MobileHCI 2009 was held by Fraunhofer FIT and University of Siegen, in cooperation with ACM SIGCHI and ACM SIGMOBILE. The 2009 prize for the most influential paper from ten years ago was awarded to Albrecht Schmidt for his paper Implicit human-computer interaction through context.

The 12th MobileHCI took place in Lisboa, Portugal, from September 7–10, 2010. The theme of the conference was a mobile world for all.

MobileHCI 2011 took place in Stockholm, Sweden from 30 August to 2 September 2011. The Most influential Paper from MobileHCI 2001 prize was awarded to Simon Holland for his paper AudioGPS: Spatial Audio Navigation with a Minimal Attention Interface.
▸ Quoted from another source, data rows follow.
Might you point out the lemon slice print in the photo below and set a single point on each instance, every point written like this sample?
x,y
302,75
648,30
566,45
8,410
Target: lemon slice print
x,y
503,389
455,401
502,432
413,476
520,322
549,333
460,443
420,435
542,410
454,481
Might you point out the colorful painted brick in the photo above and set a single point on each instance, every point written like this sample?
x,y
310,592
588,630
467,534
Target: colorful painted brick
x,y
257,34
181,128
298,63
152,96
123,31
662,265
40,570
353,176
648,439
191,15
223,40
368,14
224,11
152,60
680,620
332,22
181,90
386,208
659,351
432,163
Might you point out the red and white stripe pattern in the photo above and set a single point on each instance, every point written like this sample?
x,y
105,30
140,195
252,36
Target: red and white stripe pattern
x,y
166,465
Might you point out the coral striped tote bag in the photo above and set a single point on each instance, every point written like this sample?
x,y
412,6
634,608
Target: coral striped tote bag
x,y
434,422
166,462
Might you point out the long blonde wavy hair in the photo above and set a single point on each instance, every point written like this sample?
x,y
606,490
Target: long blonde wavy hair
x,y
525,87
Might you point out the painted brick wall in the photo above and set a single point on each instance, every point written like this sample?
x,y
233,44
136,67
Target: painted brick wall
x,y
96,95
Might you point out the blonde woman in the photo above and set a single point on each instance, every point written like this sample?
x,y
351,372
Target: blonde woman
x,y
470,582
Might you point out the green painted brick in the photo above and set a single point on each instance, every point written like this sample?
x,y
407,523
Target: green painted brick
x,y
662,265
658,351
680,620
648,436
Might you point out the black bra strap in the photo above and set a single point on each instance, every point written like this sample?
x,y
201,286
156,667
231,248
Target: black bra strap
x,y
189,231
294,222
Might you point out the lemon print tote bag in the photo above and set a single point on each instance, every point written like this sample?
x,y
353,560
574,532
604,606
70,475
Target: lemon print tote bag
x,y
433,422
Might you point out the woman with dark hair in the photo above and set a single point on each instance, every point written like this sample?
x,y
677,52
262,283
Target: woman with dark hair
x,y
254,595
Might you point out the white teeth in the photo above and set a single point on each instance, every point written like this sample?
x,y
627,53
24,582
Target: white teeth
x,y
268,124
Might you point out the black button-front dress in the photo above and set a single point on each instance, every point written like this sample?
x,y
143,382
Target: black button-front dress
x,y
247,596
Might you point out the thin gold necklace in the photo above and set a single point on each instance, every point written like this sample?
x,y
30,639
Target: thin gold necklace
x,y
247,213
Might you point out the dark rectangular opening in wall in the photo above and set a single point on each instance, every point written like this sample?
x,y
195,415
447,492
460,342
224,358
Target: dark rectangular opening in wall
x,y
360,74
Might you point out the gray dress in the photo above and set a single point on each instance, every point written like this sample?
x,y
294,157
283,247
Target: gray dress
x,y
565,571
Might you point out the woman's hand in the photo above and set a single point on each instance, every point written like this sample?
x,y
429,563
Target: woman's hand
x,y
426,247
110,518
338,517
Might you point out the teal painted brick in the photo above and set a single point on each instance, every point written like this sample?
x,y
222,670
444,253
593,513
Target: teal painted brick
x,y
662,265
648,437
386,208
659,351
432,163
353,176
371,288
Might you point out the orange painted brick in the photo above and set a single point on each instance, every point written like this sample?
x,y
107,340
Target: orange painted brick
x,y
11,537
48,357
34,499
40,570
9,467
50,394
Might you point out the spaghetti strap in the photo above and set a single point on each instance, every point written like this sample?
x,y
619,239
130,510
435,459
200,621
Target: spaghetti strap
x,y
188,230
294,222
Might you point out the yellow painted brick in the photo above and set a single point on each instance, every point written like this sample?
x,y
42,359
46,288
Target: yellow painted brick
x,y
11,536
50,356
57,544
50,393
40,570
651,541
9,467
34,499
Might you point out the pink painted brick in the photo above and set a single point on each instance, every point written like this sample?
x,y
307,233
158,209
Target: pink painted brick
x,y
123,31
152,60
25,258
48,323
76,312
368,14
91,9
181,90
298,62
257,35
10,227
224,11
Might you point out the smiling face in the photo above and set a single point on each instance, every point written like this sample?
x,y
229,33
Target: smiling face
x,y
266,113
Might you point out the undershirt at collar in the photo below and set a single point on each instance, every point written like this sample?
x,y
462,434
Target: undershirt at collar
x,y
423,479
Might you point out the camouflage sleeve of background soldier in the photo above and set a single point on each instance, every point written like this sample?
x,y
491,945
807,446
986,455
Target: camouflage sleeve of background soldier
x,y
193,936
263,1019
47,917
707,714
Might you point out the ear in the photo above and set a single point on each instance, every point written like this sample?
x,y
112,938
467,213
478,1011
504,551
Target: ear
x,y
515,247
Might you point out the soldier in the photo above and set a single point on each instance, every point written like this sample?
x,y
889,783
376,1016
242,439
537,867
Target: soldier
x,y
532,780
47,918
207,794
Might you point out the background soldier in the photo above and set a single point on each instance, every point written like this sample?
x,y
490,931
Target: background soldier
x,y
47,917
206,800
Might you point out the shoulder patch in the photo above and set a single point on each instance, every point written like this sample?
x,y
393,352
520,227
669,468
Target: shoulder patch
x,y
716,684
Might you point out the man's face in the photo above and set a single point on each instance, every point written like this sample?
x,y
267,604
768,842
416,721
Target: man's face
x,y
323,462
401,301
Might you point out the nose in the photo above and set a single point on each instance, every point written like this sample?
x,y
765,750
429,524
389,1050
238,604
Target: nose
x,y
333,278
In 2018, the conference's steering committee agreed to award a prize for the most impactful paper published at MobileHCI in the 20 years conference series ("Impact Award") to the paper by Matthias Böhmer, Brent Hecht, Johannes Schöning, Antonio Krüger and Gernot Bauer on mobile application usage. In 2021, the same paper was honoured with the "Most Influential Paper Award" for the recent 10 years of the conference series.

In 2020, the conference's steering committee agreed to change the name of MobileHCI from Conference on Human-Computer Interaction with Mobile Devices and Services to Conference on Mobile Human-Computer Interaction to reflect the societal and technological transition where mobility has become pervasive and prime to our lives.